Now don’t tell me that I did not warn you. In my last post about the fiber or the EURUSD pair, I pointed to the likelihood of another breakdown. At that time, the pair was already consolidating into a descending triangle. And as I’ve said, this formation was bearish due to the fact that the sellers were more aggressive in pushing down the prices. The pair was also trading also trading along a medium term downtrend. Last Friday, the pattern’s support finally gave way and the price fell from an opening of 1.21786 to close 1.19678. That’s more than 200 pips! Now, the euro still has a lot of room to move lower against the greenback since it has not yet reached its minimum downside target which is just above 1.1600 (computed by projecting the height of the pattern from the point of breakout).

The news that triggered the breakdown in prices of the non-dollar currencies were the less-than-stellar US non-farm employment change for the month of May and a threat of a sovereign default by Hungary. In my blog last Friday, I was actually really worried about the outcome of the NFP report. I noted that if the employment change missed its target for the month, such could rock the markets since a strong figure was already anticipated hours ahead of the US session. In short, the market priced-in a robust growth in employment despite the weaker-than-expected ADP employment change. The official non-farm payrolls only tallied 431,000 in May which short of the 521,000 projection.
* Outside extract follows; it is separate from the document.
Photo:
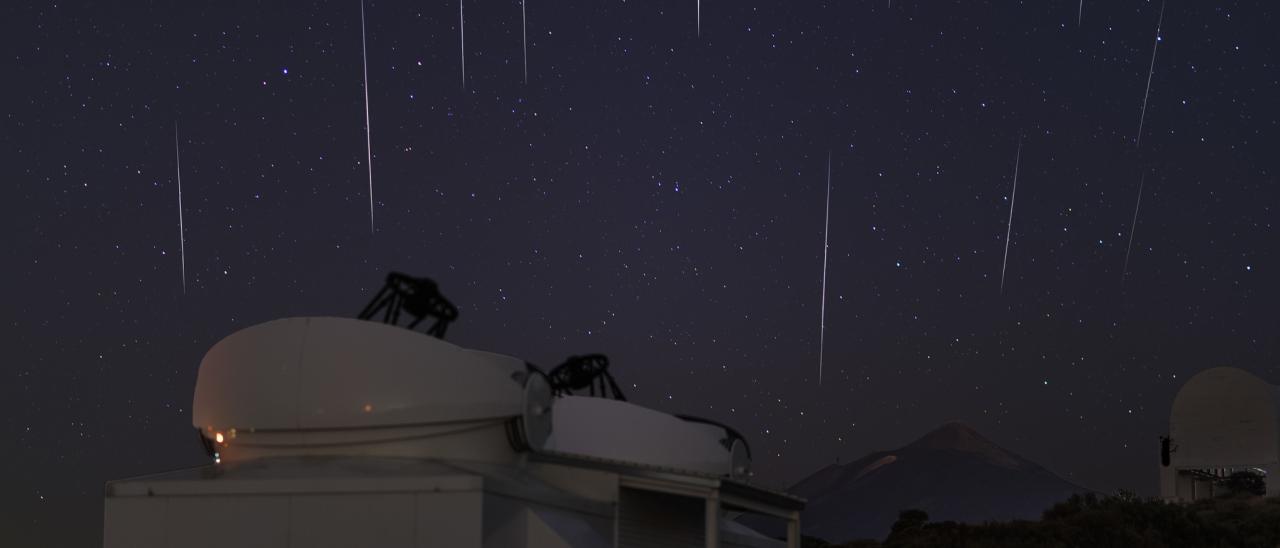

Another event that further crushed the investors’ confidence was the news of a possible sovereign default by Hungary. Hungarian finance officials said that the country’s economic situation is ‘critical’ and that the possibility of a default is not too farfetched. This sparked some concerns among investors that the debt crisis which began in Greece may be spreading across the economic region.

On Monday, expect the EURUSD’s price to weaken as soon as the Asian session opens. Remember that the events that transpired (the weak NFP employment change and the default scare of Hungary) are not yet ‘priced-in’ in the Asian market. Hence, there is even a possibility that the non-dollar currencies like the euro may gap down to begin the week. Moreover, the anticipated 0.4% dip in the German factory orders in April after logging a gain of 5.0% in March could also weigh down on the currency.

So again, the EURUSD could gap down to start this week’s session. You heard this first here at LaidTrades.com!